Decolonizing The Memoir: An Approach to Indigenous Trauma and Healing

An Analysis of Heart Berries by Terese Marie Mailhot

Selena J
9 min readNov 15, 2020

Who is Terese Marie Mailhot?

Terese Marie Mailhot is a First Nations Canadian woman from the Seabird Island Band. The First Nations are the Indigenous Peoples of Canada which applies to status and non-status Indigenous Peoples, also referred to as bands or nations; yet it does not include Inuit or Métis. The Seabird Island is a band government of the Sto:lo people, located in the Upper Fraser Valley region in what is now known as British Columbia, Canada. In addition, a band is usually, but not always, a single community in which land and money have been set aside in trust by the Crown and is a basic unit of government for those subjected to the Indian Act. Seabird Island has been an independent band since 1958.
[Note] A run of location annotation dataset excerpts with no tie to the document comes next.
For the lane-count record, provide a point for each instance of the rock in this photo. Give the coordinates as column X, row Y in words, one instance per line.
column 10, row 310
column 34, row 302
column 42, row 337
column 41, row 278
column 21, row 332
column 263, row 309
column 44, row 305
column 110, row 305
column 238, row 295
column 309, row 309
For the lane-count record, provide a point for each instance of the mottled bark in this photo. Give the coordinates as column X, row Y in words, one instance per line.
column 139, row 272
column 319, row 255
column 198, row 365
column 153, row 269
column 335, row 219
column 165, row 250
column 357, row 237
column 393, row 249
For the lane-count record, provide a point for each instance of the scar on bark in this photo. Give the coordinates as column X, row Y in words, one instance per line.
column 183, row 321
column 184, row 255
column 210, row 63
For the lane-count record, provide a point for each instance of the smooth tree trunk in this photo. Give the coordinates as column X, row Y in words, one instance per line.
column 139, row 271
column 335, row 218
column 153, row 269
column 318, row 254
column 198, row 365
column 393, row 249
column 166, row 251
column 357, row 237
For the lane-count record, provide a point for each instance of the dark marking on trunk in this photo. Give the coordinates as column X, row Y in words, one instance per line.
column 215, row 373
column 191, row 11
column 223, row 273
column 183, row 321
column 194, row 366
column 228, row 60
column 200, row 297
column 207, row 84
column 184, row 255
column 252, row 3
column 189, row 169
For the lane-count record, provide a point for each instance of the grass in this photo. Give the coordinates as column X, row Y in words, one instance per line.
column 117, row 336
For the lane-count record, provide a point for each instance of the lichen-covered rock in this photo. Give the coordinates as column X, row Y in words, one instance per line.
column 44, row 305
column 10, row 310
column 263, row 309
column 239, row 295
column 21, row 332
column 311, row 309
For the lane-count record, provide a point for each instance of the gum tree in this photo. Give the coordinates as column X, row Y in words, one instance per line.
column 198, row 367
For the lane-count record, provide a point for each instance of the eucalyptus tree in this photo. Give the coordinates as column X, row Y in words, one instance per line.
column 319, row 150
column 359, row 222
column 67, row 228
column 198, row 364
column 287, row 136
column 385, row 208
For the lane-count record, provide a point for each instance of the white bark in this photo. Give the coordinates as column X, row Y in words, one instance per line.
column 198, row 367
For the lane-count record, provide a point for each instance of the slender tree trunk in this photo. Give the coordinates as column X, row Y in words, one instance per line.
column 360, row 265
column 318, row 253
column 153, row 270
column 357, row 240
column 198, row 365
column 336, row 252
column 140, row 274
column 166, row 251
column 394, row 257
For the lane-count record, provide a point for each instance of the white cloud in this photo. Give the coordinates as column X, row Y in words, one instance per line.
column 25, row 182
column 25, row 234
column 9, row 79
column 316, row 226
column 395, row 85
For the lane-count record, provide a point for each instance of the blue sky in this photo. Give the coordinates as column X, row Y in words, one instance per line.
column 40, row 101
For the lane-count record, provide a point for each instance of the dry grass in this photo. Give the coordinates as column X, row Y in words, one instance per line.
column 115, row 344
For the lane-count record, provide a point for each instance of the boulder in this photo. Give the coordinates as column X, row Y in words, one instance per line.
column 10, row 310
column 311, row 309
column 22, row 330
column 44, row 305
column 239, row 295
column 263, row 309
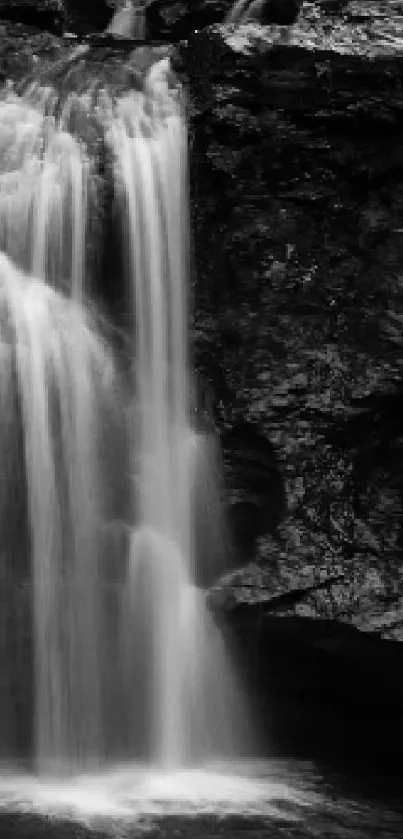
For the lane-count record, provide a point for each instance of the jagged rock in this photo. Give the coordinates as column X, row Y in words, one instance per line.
column 297, row 210
column 279, row 12
column 89, row 16
column 176, row 20
column 43, row 14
Source: https://teresemailhot.com, Accessed November 2020.

In Heart Berries, Mailhot makes many references to Salish art, and I would like to suggest from the text that the Salish culture is close to her traditional upbringing from her mothers side, however this opinion is my own and not confirmed on her website or elsewhere (to my current knowledge). The Seabird Island Band upholds many of the Salish people of the Pacific Northwest traditions in their culture and education and from that, I want to further suggest that is how someone in her immediate family passed down its teaching onto her. Mailhot grew up on the Seabird Island reservation, which is geographically located near the coast line of British Columbia in a desert area with a view of the mountains. In her memoir, she mentions that when she was eleven, an elder told her that her Indian name Asiniy Wache Iskwewis means Little Mountain Woman (Heart Berries 101). Although she felt undeserving of the name at the time, she drew power from the mountains and sometimes from the desert, yet on page 71 while pregnant with Thunder Baby, her aunt suggests that her presence in the desert away from her land is what was making her sick and tells her to go to a river. I would then suggest that because of her name, she feels a connection to the mountains and desert, and because of where she grew up, she feels a connection to the water as well.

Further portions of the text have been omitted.